Itu sebabnya, Nak! Bapak kadang menangis sendirian di saat engkau telah tertidur. Bapak ingin senantiasa menatapmu dengan teduh, menyambutmu dengan canda, mendekapmu dengan hangat, dan membisikkan kepadamu kalimat yang bisa engkau pegangi untuk hidup di hari kemudian. Seperti saat engkau masih bayi, Bapak ingin membisikkan di telingamu bahwa, tidak ada yang layak engkau sembah kecuali Allah. Dan bahwa hidupmu harus memberi bobot kepada bumi dengan kalimat laa ilaaha illaLlah...


Wahai Anakku...

Betapa inginnya Bapak mendidikmu sebaik Luqman Al-Hakim mendidik putranya, tetapi tetap saja selalu ada yang kurang. Ingin bersikap tegas kepadamu agar engkau teguh dalam berperinsip, tetapi yang muncul kadang justru sikap keras. Ingin bersikap lembut kepadamu agar engkau bisa menjadi penolong agama Allah, tetapi yang muncul kadang justru sikap lemah.


Wahai Anakku...

Sudah cukup banyak yang engkau saksikan dari Bapak-Ibumu. Kelak engkau bisa belajar, mana yang baik dan mana yang buruk dari perilaku Bapak-Ibumu. Yang baik, ambillah. Do'akan semoga Allah jadikan sebagai amalan yang disukai-Nya, sehingga (Ia) berkenan memanggil kita ke surga-Nya, sebagaimana seruan-Nya; "Wahai JIWA yang tenang, kembalilah kepada Tuhanmu dengan ridha dan diridhai-Nya..." Dan atas keburukan yang engkau dapati, ingatkanlah Bapak-Ibumu ini dengan perkataan qaulan karima. Maafkanlah kesalahan-kesalahan itu, ikhlaskanlah kekurangan-kekurangan itu, dan mohonkanlah kepada Allah agar memberi ampunan yang sempurna.


Wahai Anakku...

Selebihnya, belajarlah menghormati Ibumu. Cintailah ia dengan penghormatan yang tinggi dan perhatian yang tulus. Sesungguhnya, surga-mu ada di telapak kakinya. Ketahuilah Nak, tentang penat yang ia rasakan karena harus menyayangimu tanpa batas waktu. Kalau hari ini engkau bisa berlari-lari gembira, itu karena ibumu mengikhlaskan keletihannya untuk mencurahkan kasih sayang kepadamu saat tulang-tulangmu belum kuat.
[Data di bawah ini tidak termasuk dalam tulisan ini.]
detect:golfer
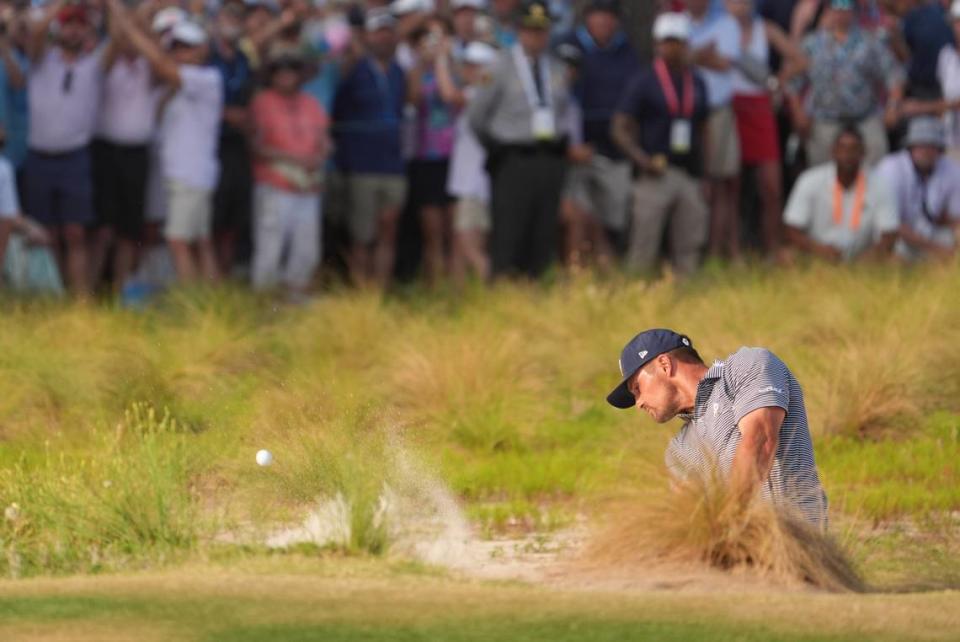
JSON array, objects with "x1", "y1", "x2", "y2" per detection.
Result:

Kekuatan Ibumulah yang engkau hisap saat kakimu belum mampu berdiri tegak, sehingga sekarang teriakanmu bisa lantang.


Sungguh, Nak!

Besarnya kasih sayang seorang Ibu tak akan mungkin sanggup digantikan oleh seorang Bapak yang sangat mencintai anak-anaknya. Seperti kata orang bijak;


"Satu malam yang dijalankan oleh seorang ibu dalam mengurusi anaknya, bernilai lebih besar daripada bertahun-tahun kehidupan seorang ayah yang setia. Kelembutan dan kasih sayang yang terkandung dalam mata berbinar seorang Ibu, adalah kilatan kasih dan sayang Tuhan Sekalian Alam."
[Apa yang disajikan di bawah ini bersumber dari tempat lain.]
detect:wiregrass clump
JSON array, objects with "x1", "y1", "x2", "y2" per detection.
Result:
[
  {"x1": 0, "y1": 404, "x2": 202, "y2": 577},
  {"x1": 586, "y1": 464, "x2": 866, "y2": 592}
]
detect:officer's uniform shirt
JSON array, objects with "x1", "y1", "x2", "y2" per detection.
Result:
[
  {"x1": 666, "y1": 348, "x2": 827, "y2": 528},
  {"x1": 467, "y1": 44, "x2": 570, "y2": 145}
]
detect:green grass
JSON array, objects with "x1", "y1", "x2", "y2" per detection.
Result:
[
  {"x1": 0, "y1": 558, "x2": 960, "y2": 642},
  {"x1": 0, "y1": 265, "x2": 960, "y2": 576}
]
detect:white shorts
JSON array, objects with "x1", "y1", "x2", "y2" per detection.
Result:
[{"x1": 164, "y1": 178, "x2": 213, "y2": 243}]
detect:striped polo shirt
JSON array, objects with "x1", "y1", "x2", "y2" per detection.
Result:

Seperti puisi IBU goresan tangan lembut Kiai D Zawawi Imron;


"...Kalau aku ikut ujian lalu ditanya tentang pahlawan - Namamu, Ibu, yang kan ku sebut paling dahulu - Lantaran aku tahu - Engkau Ibu dan aku anakmu..."


Wahai Anakku...

Begitu banyak yang terjadi dalam waktu yang amat panjang itu, tetapi amat sedikit yang Bapak ingat. Seakan hidup ini tak kita pertanggung jawabkan. Rasanya baru kemarin engkau lahir. Bapak tak tahu harus tertawa atau menangis. Semoga Allah jadikan engkau sebagai kebaikan bagi agama ini. Aamiin...

----------


Kata Imam Ghazali;

”Ibarat mobil, jiwa itu adalah sopirnya."